I also demonstrate that this architecture drastically reduces the computational resources required to create a Titan memory when training is restricted to updating only the neural memory weights. Training costs are reduced from millions of euros to a few thousand, making this approach accessible to a broad range of AI researchers and teams with limited budgets.
I therefore believe that this work will inspire and enable companies and research institutions to actively explore and study Titan memories.
Acknowledgements:
To the Community: First, a massive thank you to my subscribers on Substack and LinkedIn. The incredible popularity of my posts has encouraged me to spend almost all my free time on research, studying LLMs and writing.
To the Patrons: Second, I want to specifically thank my paid and Founder subscribers, as well as everyone who used my services at airealist.org. You are the investors behind this research. Your support directly funded the NVIDIA DGX Spark Blackwell, the Mac Mini M4, and the stack of software subscriptions I use daily to run these experiments. Without you, this hardware and this experiment would not exist.
Why I Publish Here: This direct support is exactly why I am releasing this research here first, rather than waiting six months for a conference review cycle. As always, I am publishing this work without a paywall. I believe that research which helps us understand the reality of AI should be open and accessible to everyone.









The signal dilution problem across 32+ layers is a massive engineering challenge that doesn't get enough attention in TTT discussions. Cross-attention at layer 0 is clever because it sidesteps the architectural surgery issue, but the vanishing gradient risk scales exponentially with model size. I built something similar last year using LoRA adapters mid-network and ran into the exact same 'gullible memory' issue when dealing with conflicting user inputs across sessions. The 44.7% vs 34% result is especially interesting becuase it suggests the memory module is functionally acting as a learnable denoising filter rather than just storage.That BABILong setup is brutal btw, forcing strict separation between context and memory actually proves the mechanism works.
This looks excellent.
The only comment I'd add is that limitation #2 (The Gullible Memory risk) isn't just about adversarial inputs. It also makes this approach somewhere between less than ideal and unusable for any inputs which change over time. Which, fortunately or unfortunately, a very large amount of information does.

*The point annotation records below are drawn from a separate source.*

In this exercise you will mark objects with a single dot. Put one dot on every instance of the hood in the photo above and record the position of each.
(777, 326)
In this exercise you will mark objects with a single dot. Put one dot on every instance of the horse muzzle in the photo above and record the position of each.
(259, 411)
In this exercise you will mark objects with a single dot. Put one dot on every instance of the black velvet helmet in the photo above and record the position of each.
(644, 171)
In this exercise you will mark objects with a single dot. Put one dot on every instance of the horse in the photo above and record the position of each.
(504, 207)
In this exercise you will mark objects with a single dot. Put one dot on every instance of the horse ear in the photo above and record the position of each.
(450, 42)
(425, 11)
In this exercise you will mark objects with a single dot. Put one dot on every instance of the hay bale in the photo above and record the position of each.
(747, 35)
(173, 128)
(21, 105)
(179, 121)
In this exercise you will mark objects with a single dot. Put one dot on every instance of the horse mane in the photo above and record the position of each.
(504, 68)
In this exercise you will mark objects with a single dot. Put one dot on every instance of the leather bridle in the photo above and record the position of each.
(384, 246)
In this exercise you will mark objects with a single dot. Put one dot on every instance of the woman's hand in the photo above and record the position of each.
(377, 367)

For example, if it learns about a businesses core products & services, and the business discontinues some products and focuses on others, the memory seems likely to continue to retrieve old information. And since that old information was likely built up over time, then the od may very well drown out the new. At a minimum, this would dilute newer, more accurate information; at a maximum it would in some sense hallucinate about the past - even though it has information about the present in its memory as well.
So, eventually, memory architectures will need some mechanism to either automatically purge memories that are no longer relevant, or assign and adjust priorities to different memories over time. If I tell a human that our strategy has changed, they handle this automatically - they understand both that there's a current state and a historical state (both of which are valuable to remember, but for different reasons). LLM memory will eventually need to figure out how to do this as well.
Quick thought: What if the information placed into memory was time stamped, and when the memory contains multiple conflicting hits on a topic, it automatically prioritizes the most recent information over the past information? This seems like it would more closely match how us humans handle changing information over time - and might also provide a way to more easily counter adversarial information planted in the past.